A Question is the most powerful way I know of generating and setting context. A question sets the point of reference we consider any other information we are presented with. It has a way of deleting whole swaths of information in an instant and bringing new ones in.
Those who operate within the Matrix of language with the utmost skill and efficacy are those who get that the key to being able to really having the life they want know it’s all about the questions they ask in any given situation.
This is because a question is generative. Answers serve as relevant information that work in relationship to a question that has been asked, or as I am saying, a context that has been generated.
When it comes to having the life they most want, many people are looking for a good answer- the right answer, a solid answer, an answer that if they could only get to… would change their life in such a way they would finally have it. They are doing all kinds of things now in order to get to have it… ‘someday’… for instance perhaps after they “retire”.
Many people allow questions that have been asked already, or poorly thought out to remain as the only point of reference for them to work within. One such example is, “my business or my life?” This sort of question drives many go to work so they can have their “life” later- whether that be at the end of the day, the week, the year or their entire working lives.
This example is one that I think everyone who asks it or some variation of it, should reconsider. This sort of question sets up a potential lifetime of limitation because it sets up a context of there having to be an either or choice.
Consider that if you ask the most successful people in this world… and by successful I mean having a life that is deeply fulfilling and meaningful as well as one that is at materially successful… none of them ask a question like that. Instead, they ask, “how can I have my business AND my life?” If you ask them about the concept of retirement, it makes no sense. Why would they ever want to retire from doing what is fulfilling and meaningful to them?
In other words…
The answers you have can only be in relationship to the quality and type of questions you ask.

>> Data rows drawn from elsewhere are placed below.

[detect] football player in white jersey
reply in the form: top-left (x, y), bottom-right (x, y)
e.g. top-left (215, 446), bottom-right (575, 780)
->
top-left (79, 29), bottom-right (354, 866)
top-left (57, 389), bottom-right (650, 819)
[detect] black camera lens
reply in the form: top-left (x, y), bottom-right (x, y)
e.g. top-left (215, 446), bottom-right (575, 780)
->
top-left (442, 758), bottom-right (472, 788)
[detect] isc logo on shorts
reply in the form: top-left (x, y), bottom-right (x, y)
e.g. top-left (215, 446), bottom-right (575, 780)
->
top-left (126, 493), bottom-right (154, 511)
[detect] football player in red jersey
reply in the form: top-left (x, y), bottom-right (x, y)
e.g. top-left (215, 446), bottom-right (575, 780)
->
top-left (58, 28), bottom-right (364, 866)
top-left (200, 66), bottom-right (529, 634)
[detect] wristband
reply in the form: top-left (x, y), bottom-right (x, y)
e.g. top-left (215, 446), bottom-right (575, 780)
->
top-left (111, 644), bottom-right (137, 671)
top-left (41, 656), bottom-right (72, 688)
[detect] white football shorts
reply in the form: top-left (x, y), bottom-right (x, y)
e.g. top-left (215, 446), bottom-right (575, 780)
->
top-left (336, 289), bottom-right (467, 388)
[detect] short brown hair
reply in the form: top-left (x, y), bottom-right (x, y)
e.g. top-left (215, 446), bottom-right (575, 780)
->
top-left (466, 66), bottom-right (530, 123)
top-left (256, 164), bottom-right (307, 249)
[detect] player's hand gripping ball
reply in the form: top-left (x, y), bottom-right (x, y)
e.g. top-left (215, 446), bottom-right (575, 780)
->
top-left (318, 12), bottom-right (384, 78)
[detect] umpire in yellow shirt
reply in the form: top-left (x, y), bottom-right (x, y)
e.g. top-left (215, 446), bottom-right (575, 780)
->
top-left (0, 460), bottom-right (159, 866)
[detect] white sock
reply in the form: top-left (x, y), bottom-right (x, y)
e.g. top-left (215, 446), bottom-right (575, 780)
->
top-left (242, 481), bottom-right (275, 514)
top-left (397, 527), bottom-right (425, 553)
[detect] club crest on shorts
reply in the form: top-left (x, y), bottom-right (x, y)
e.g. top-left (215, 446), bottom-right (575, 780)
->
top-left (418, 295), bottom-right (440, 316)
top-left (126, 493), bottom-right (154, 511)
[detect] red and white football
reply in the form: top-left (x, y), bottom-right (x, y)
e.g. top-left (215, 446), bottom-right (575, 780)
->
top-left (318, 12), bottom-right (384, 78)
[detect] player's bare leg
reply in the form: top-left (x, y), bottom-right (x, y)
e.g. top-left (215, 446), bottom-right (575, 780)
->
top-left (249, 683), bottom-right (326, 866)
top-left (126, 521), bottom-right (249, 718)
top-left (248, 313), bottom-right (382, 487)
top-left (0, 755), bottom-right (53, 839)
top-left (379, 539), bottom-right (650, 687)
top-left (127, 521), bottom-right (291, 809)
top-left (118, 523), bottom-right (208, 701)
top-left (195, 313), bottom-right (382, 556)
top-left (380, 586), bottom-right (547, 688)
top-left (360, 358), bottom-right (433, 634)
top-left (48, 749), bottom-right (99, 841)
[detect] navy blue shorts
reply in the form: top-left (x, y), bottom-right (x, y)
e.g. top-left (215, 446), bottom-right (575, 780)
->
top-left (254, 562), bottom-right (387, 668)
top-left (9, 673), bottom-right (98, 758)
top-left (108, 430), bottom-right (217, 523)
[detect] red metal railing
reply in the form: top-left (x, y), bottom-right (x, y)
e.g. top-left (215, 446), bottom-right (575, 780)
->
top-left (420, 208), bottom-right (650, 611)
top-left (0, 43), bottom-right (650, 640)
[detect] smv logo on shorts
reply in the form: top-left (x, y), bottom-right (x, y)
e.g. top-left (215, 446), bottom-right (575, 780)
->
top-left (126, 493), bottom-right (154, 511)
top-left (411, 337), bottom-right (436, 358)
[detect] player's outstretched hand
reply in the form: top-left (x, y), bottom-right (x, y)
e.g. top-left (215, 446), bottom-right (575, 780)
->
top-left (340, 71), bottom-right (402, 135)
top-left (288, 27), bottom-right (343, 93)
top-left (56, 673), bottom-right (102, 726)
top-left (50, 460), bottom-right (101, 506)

What really makes this distinction useful though are the types of questions you can ask yourself at any given moment. Are they questions organized around limitation or possibility?
For example, instead of asking a question organized around limitation like “my business or my life?”, what answers begin to emerge when you ask a question organized around possibility like- “how can I have both?”
Now you can ask, “how can that question be the fundamental question I ask myself in any situation? Even when I am not “consciously” aware of it?
What would be possible?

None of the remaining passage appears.